Music will change the world. Musicians, who are as we speak beating out the templates for the next cultural revolution, are collaborating with other musicians from around the world at the speed of email, of podcasting, of the time it takes to find another musician’s website or a netlabel and send out a sliver of communication.

Our land is Creative Commons, our communication is podcasting, our religion is Music. We are a strength that cannot be beaten, an incorruptible force of truth.

We are making the future.

We are making it right.

Musical structure – build, climax, drop

Tuesday March 14th, 2006 at 12:56 pm | ideas :music

In response to Seven Sand wrote:

i was waiting for a climax to drop cuz it felt like it kept building

Today in my Sonic Arts class we were discussing acousmatic music, and one of the things that came up was the possibility for acousmatic music to be music freed from the tension/release ‘emotional’ structure of Western music (classical and pop).

It made me rethink my response about ‘having to work on’ the build and release structure of my tracks. The need for climax and building is specific to Western music, and is a potential weakness of a lot of dance music, especially things like trance, which operates exclusively via an exaggerated (some would say cliched) emotional build-climax-release-structure. For an illustrative example of non-Western music, check out these podcasts by Arabic violin player Sami Abu Shumays. There is nothing in the way of build and release here, at least not in the Western sense. The emotional structure of the music seems flat to us as Western listeners (of course it isn’t, it’s just a different way of listening — but that is one of the things that acousmatic music is about exploring, and why it sometimes gets ‘unemotional’ or ‘dead’ criticisms levelled at it).
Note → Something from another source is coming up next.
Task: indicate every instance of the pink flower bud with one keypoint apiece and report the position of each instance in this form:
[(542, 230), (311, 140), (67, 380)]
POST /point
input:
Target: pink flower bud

Moreover closer inspection reveals that macro-scale build and release is not even universal in Western music. For example, hip-hop follows a verse-chorus-verse structure, yes, but there is very little in the way of build/release, except perhaps for the treatment of the verse and chorus. Certainly the beat (the ‘instrumental’ part) stays steady and usually does neither build nor release. If we turn to dance music, there are some forms that are about the build/climax/release, such as trance or drum’n'bass, but for straight techno and house, even though the overall mix the DJ is building may build/climax/release, this is not necessary and certainly not something that I specifically look out for when I’m out dancing — I just want wicked chunky beats that I can dance to.
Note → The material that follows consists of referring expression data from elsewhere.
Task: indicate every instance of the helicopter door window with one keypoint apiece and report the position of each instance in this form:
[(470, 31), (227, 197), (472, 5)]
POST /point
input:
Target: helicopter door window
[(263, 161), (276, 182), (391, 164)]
I mentioned in my comments that I’m more interested in drop-downs than climaxes. Well, maybe I’m actually more interested in maintaining an energy level and just exploring the stillness. I’ve always loved the music of Gas and Rhythm & Sound for this very reason, and I still believe these are territories that haven’t been fully mined, and as such are rich for further exploration.

Of course, making music like this is bloody hard. Stay reading this blog, and you’ll get to watch me improve over time.